Научная тематика, с которой познакомил меня П. С. Александров на своих семинарах, своих лекциях, а также в личных беседах, соответствовала моим вкусам и моим математическим способностям. Из неё возникали те задачи, которые я решал в своих научных работах. Некоторые были сформулированы Александровым, другие же я находил сам. Кроме того, Александров с самого начала отнёсся ко мне с большой теплотой и чуткостью. Так что я подпал под его личное обаяние. Следует заметить, что я не только учился у Павла Сергеевича, но и помогал ему. Он давал мне на проверку все свои работы, и были случаи, когда я обнаруживал серьёзные ошибки.
С течением времени моя научная самостоятельность росла, а обаяние П. С. Александрова рассеивалось. Постепенно я становился всё более самостоятельным, независимым от Александрова учёным и человеком. Процесс этот, как я считаю, завершился в 1936 году. Уже тогда я вынужден был открыто выступить с резкой критикой Александрова. Моя независимость была им признана.

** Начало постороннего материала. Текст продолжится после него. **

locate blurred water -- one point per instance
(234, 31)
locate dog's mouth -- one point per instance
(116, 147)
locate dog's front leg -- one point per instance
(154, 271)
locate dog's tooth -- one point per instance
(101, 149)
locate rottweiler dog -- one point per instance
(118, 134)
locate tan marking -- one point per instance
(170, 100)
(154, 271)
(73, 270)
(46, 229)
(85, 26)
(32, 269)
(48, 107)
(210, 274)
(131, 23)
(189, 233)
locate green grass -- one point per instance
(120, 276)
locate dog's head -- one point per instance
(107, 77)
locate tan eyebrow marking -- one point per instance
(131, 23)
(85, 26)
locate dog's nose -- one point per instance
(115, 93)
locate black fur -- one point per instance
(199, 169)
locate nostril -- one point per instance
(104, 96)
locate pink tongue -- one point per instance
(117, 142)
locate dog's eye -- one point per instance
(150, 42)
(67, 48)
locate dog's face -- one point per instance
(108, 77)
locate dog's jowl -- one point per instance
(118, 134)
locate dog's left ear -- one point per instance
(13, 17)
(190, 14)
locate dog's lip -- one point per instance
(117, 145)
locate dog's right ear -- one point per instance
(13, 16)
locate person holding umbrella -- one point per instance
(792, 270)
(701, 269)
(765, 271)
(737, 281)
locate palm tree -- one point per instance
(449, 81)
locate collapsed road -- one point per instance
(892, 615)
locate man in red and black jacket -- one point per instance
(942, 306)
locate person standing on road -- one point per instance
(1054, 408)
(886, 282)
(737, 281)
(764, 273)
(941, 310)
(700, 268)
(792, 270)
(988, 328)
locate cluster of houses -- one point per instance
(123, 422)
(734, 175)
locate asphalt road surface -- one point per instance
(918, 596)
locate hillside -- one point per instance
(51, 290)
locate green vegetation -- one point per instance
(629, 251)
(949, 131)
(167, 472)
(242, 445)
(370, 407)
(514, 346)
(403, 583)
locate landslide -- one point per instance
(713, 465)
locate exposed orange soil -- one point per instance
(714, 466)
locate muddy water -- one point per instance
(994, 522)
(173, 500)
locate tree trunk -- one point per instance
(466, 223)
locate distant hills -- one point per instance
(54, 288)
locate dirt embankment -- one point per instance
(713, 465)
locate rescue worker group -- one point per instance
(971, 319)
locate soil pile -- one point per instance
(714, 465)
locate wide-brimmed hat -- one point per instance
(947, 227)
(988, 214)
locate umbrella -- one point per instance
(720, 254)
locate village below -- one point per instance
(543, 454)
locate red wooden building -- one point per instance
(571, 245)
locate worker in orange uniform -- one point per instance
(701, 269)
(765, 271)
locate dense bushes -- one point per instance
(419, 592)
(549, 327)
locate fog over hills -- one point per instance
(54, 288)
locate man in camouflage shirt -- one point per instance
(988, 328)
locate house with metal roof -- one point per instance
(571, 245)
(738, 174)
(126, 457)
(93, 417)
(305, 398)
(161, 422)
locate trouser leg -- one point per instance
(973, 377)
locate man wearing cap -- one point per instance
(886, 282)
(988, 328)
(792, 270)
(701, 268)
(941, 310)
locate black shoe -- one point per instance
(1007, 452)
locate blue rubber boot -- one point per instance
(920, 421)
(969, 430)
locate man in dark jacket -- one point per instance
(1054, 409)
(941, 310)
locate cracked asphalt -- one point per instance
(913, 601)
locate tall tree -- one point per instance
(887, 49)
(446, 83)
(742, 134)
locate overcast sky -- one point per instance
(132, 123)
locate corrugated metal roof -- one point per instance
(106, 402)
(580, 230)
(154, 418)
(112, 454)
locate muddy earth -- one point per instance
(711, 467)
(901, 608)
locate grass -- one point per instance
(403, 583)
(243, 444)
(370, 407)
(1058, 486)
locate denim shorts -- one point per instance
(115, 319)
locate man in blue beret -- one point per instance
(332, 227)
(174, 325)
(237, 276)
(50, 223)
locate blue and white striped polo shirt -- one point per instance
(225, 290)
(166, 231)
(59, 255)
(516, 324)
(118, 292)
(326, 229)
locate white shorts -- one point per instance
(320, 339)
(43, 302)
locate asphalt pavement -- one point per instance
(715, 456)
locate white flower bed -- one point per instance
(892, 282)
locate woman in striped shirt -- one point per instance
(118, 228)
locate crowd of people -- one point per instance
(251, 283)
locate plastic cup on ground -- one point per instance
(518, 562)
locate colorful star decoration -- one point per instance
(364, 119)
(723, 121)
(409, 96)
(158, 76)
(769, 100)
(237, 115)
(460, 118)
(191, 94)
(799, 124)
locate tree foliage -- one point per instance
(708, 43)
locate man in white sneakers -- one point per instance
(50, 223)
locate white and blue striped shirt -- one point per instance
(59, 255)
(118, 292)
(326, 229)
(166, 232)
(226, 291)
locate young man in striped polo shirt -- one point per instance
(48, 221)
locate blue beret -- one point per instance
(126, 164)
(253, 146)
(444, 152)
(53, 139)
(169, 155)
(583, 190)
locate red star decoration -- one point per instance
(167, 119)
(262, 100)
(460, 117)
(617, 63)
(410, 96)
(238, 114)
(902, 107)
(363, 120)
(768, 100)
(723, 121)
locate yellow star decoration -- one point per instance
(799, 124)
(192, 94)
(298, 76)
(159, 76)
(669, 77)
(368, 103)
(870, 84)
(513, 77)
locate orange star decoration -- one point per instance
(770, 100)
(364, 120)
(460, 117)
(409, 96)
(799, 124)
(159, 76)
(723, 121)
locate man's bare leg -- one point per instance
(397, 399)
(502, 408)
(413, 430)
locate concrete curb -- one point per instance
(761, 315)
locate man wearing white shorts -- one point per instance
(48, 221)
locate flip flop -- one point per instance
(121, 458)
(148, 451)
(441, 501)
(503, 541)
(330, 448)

С тех пор между нами установились равноправные дружеские отношения. Но дружба постепенно охлаждалась, и с течением времени наступило полное охлаждение ввиду расхождения взглядов, как научных, так и общественно-политических.
Уже несколько лет, как мы не поддерживаем практически никаких контактов. А было время, когда встречи с Павлом Сергеевичем приносили мне и, как мне кажется, ему большие радости.
А недавно я прочёл автобиографию Александрова, опубликованную в журнале «Успехи математических наук» [11]. Он, конечно, упоминает обо мне, но ни слова не говорит о той теплоте в отношениях, которая была между нами в течение многих лет. Отсюда я делаю вывод, что он не только совершенно равнодушен ко мне теперь, но даже вспоминать о той близости, которая была раньше между нами, ему неприятно и неинтересно.